Right now, various journalists and curious parties are asking my kind-- political scientists-- what's the deal?  What happened, and what now?  Here, I turn to Philip Tetlock's Expert Political Judgment.  None of us saw this coming, and by "none," I do not merely mean, those of us with doctorates in political science, like me.  I mean, in particular, those who claim to be experts in Russia, which I most certainly am not.  Did the CIA see it coming?  Who knows, but none of my kind saw this.  And none know what happens next.

There are predictions we can make, which are often dull.  This is the kind of thing-- the vital thing-- about which we fail.  As I keep writing, the world is in flux, in so many ways, and my discipline is failing.  In the past, I have noted what Tetlock has to say here in a different way.  There are predictions we can make, about what we can call normal patterns, and then the black swan events, about which experts are no better than educated laypeople.  In a world not governed by the black swan events, we are still useful.

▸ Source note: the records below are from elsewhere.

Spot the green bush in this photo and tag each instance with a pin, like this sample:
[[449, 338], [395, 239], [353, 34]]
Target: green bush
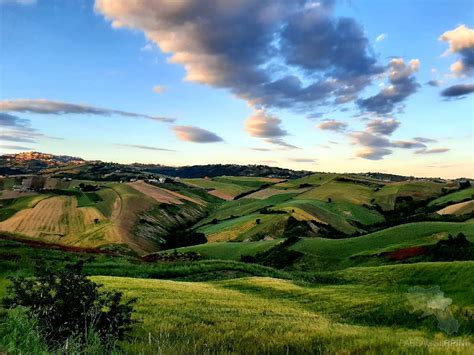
[[68, 306]]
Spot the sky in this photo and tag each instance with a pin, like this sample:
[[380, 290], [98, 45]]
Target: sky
[[336, 86]]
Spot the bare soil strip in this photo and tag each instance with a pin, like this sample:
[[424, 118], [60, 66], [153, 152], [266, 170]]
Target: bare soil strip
[[458, 208], [161, 195]]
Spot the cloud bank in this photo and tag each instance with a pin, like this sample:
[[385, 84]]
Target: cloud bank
[[280, 54], [43, 106], [461, 42], [195, 134]]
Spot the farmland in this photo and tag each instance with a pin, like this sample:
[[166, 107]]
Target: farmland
[[361, 309], [313, 264]]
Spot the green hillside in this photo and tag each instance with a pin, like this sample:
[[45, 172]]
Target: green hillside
[[458, 196]]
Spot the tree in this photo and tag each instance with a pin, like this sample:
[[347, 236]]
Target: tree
[[69, 305]]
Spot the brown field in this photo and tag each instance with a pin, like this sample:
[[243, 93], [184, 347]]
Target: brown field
[[263, 194], [7, 195], [52, 217], [458, 208], [162, 195]]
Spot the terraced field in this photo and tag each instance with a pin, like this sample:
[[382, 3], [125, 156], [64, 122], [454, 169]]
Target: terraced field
[[454, 197], [387, 195], [53, 218], [340, 192], [330, 254], [246, 228], [162, 195], [458, 209], [229, 187], [337, 214]]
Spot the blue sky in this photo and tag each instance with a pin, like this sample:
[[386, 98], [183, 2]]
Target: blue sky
[[261, 89]]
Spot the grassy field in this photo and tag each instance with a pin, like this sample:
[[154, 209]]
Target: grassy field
[[10, 207], [267, 315], [213, 306], [337, 214], [314, 179], [243, 207], [387, 195], [228, 187], [329, 254], [453, 197], [340, 192], [231, 251]]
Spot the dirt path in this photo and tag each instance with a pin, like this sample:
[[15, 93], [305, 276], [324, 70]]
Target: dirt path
[[458, 208]]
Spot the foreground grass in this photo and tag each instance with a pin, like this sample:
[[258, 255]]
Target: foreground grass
[[266, 315]]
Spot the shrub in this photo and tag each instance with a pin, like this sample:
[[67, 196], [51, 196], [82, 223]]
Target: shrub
[[68, 305]]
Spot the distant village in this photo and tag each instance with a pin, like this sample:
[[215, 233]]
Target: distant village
[[45, 183]]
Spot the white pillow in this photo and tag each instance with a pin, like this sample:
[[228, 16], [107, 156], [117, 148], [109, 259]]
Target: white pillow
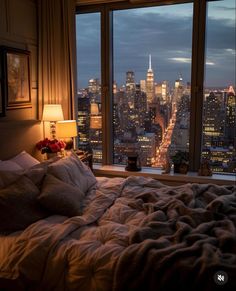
[[74, 172], [9, 166], [24, 160]]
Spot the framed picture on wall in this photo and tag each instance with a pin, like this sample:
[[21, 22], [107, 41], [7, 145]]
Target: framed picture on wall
[[16, 77]]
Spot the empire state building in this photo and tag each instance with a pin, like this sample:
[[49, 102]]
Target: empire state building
[[150, 82]]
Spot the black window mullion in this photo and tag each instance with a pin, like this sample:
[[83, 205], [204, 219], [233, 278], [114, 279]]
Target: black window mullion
[[197, 79], [106, 61]]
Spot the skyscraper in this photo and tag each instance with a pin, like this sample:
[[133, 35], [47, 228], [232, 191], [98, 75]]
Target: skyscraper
[[150, 83]]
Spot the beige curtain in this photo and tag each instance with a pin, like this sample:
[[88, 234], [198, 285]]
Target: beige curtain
[[57, 57]]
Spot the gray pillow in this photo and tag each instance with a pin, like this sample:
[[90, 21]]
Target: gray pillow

However, black swan events have become, if not more common, then more of a driving force.

My primary comment this morning, on this very strange morning, is caution.  We have no clue what happens now.  Anyone who claims to know is bullshitting you, regardless of the letters after their names.

And I had planned to write about a book this morning.  Next week.  I've got a backlog, at this point.  Oh, well.  That gives me time to go back through some Dostoevsky for a sense of decency and morality.

The Allman Brothers Band, "Nobody Knows," live from An Evening with The Allman Brothers.  Warren Haynes had just joined, but no Derek yet, so this was the Warren/Dickey era.